Is it valid to write '<' and '>' in HTML5 with spaces surrounding them or must they always be written as HTML entities?

116 Views Asked by At

Is the following valid HTML5?

<p>1 < 2</p>
<p>2 > 1</p>

Or must this always be written using HTML5 entities like this?

<p>1 &lt; 2</p>
<p>2 &gt; 1</p>

Can someone help me answer this question with references to the HTML5 specification that clearly spells out whether or not it is valid to write < and > (spaces around the symbols) in HTML?

2

There are 2 best solutions below

5
myf On BEST ANSWER

> in intended text content is and always had been safe and valid in HTML, even without spacing.

< is technically invalid when it does not constitute tag in context where tags are expected.
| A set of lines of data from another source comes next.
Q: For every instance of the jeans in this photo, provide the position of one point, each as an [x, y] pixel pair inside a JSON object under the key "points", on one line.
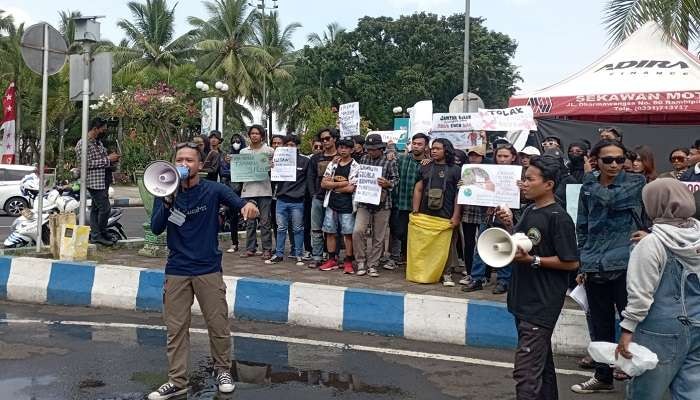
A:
{"points": [[318, 213], [99, 213], [263, 221], [672, 331], [605, 298], [290, 214]]}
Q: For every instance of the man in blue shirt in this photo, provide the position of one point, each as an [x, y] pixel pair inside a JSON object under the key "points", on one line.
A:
{"points": [[194, 269]]}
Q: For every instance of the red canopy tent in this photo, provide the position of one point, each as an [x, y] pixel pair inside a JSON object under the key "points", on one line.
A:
{"points": [[646, 79]]}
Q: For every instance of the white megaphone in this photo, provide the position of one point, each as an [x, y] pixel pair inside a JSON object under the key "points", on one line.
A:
{"points": [[162, 179], [497, 247]]}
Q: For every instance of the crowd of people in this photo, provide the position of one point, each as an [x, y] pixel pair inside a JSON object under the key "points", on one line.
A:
{"points": [[635, 240]]}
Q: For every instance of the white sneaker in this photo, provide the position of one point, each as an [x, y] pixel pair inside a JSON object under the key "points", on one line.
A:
{"points": [[225, 382], [166, 391]]}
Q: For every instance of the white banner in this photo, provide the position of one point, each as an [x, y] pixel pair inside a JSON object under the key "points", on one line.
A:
{"points": [[421, 117], [349, 119], [490, 185], [456, 122], [284, 163], [368, 190], [460, 140], [508, 119]]}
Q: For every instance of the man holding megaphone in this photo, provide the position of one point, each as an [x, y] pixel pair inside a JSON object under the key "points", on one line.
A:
{"points": [[188, 208], [540, 277]]}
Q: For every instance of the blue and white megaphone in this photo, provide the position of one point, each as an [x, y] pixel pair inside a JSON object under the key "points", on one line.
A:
{"points": [[162, 178]]}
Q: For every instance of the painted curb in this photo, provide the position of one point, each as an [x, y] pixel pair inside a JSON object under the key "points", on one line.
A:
{"points": [[412, 316]]}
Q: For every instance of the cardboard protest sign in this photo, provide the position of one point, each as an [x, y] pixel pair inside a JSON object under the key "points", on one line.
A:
{"points": [[490, 185]]}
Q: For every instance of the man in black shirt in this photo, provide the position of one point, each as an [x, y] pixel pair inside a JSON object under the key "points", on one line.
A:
{"points": [[540, 279]]}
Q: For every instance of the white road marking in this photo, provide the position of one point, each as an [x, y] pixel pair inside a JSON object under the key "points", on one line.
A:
{"points": [[310, 342]]}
Slightly simplified: When parser encounters it in "Data state", it switches parser to state that either expects valid tag name ("Tag open state") or other markup-related characters (/ for closing tag or ! for either doctype or comment).

Valid HTML tag name must start with letter ("[a-z] case insensitive"), so encountering space character there instead results in Error state: "invalid-first-character-of-tag-name" that instructs parser to handle it so that

such code point and a preceding U+003C (<) is treated as text content, and all content that follows is treated as markup.

So like all other similar syntactic errors in HTML, it has a clear canonical recovery handling that conformant interpreters have to follow. In effect it at the same time produces "invalid" state, but has predictable and standardized outcome as well, so one might consider is 'safe' to exploit: in this case sequence of < , i.e. Bad character after <, rolls back to text content ("Data state"), adds the < and that "bad character" ( ) into its value, and proceeds further. In the end it is displayed the same way as if it was encoded as &lt; .

You can verify that by validating sample document

<!doctype html><html lang="en">

<title>a > b < c</title>

<p>a > b < c</p>

<textarea>a > b < c</textarea>

in validator.w3.org/nu/. It yields:

Error: Bad character  after <.
Probable cause: Unescaped <.
Try escaping it as `&lt;`. At line 5, column 11

N.B. in title and textarea < is OK, since there cannot be any nested non-text nodes (not even comments) because these are (IIUC) specified as Raw Text content.

2
mplungjan On

These are valid

<p>1 &lt; 2</p>
<p>2 &gt; 1</p>
<p>2 > 1</p>

This is TOLERATED in all browsers

<p>1 < 2</p>

but is in principle an invalid-first-character-of-tag-name error

This error occurs if the parser encounters a code point that is not an ASCII alpha where first code point of a start tag name or an end tag name is expected. If a start tag was expected such code point and a preceding U+003C (<) is treated as text content, and all content that follows is treated as markup. Whereas, if an end tag was expected, such code point and all content that follows up to a U+003E (>) code point (if present) or to the end of the input stream is treated as a comment.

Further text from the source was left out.